Pope and patriarch issue deep call for unity, saying humanity depends on it

Pope Francis and Russian Orthodox Patriarch Kirill of Moscow sign a joint declaration during a meeting at Jose Marti International Airport in Havana Feb. 12. (CNS/Paul Haring)
This article appears in the Francis in Mexico feature series. View the full series.

HAVANA, CUBA — Russian Orthodox Patriarch Kirill and Roman Catholic Pope Francis have issued a deep and thorough call for reconciliation and unity amongst their two traditions, saying that the seemingly desperate state of the world requires their communities to be signs of the possibility of harmony.

In a joint statement issued after their historic first encounter on this island nation Friday, the two leaders cry out: "We are not competitors but brothers, and this concept must guide all our mutual actions as well as those directed to the outside world."

"We urge Catholics and Orthodox in all countries to learn to live together in peace and love, and to be 'in harmony with one another,'" they continue.

Later, the pope and patriarch state bluntly that the world is in need of their combined testimony to the way of the Gospel.

"This world, in which the spiritual pillars of human existence are progressively disappearing, awaits from us a compelling Christian witness in all spheres of personal and social life," state the leaders. "Much of the future of humanity will depend on our capacity to give shared witness to the Spirit of truth in these difficult times."

Francis and Kirill issued the statement Friday after concluding nearly 135 minutes of discussions in the first such meeting between a pope and a Russian patriarch after centuries of separation.

Speaking in brief remarks aboard the papal plane upon leaving Havana, the pontiff said those discussions were tantamount to "a conversation of brothers" where each "spoke with frankness" about their worries and concerns.
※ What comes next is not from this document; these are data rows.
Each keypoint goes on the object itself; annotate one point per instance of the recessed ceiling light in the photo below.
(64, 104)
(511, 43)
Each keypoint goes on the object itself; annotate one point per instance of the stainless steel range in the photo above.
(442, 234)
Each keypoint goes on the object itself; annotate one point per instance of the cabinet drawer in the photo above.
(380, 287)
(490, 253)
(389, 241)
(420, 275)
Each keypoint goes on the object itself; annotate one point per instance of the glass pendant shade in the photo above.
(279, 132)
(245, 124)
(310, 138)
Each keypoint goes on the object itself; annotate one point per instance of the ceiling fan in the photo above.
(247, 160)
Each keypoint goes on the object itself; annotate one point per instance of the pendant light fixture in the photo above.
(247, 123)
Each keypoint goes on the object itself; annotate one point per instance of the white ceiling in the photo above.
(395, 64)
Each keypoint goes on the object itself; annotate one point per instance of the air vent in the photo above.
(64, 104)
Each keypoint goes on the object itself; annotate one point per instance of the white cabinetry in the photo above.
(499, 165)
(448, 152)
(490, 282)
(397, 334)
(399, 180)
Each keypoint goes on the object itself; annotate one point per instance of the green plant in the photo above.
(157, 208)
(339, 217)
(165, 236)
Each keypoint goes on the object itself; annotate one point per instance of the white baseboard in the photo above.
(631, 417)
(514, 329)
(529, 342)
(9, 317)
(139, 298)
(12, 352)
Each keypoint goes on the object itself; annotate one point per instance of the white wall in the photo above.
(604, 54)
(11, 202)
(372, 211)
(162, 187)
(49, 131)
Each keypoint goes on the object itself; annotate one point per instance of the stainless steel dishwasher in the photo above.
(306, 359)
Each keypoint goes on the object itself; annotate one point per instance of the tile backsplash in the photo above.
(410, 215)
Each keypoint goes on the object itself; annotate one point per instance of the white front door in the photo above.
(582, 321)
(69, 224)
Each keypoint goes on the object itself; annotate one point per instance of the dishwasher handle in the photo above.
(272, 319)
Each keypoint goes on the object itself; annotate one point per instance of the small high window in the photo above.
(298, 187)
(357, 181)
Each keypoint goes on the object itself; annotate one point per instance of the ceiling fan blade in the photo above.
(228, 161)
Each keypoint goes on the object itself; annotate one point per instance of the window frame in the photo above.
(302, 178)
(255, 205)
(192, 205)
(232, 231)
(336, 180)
It was a conversation of "two bishops who spoke of the situations of their churches and the situation of the world, of the wars," said Francis.

"I spoke freely and he spoke freely," said the pope. "I felt an interior joy."

But Francis also appeared to downplay some of the more strongly worded sections of the new joint statement, saying: "It is not a political declaration ... it is a pastoral declaration."

"It is pastoral," he said. "Two bishops that have met as pastors."

In fact, the 30-paragraph statement delves into several controversial political issues, including: the continuing violence in Ukraine; persecution of Christians in the Middle East; issues of marriage and family life; and the practices of abortion and euthanasia.

Writing on the violence in Ukraine -- where the Russian Orthodox have been accused of being too supportive of the Russian government's annexation of Crimea -- the declaration states: "We deplore the hostility in Ukraine that has already caused many victims, inflicted innumerable wounds on peaceful inhabitants and thrown society into a deep economic and humanitarian crisis."

"We invite all the parts involved in the conflict to prudence, to social solidarity and to action aimed at constructing peace," it continues.

On marriage and family life issues, the statement praises marriage but also expresses somewhat obscure concerns about current marriage practices.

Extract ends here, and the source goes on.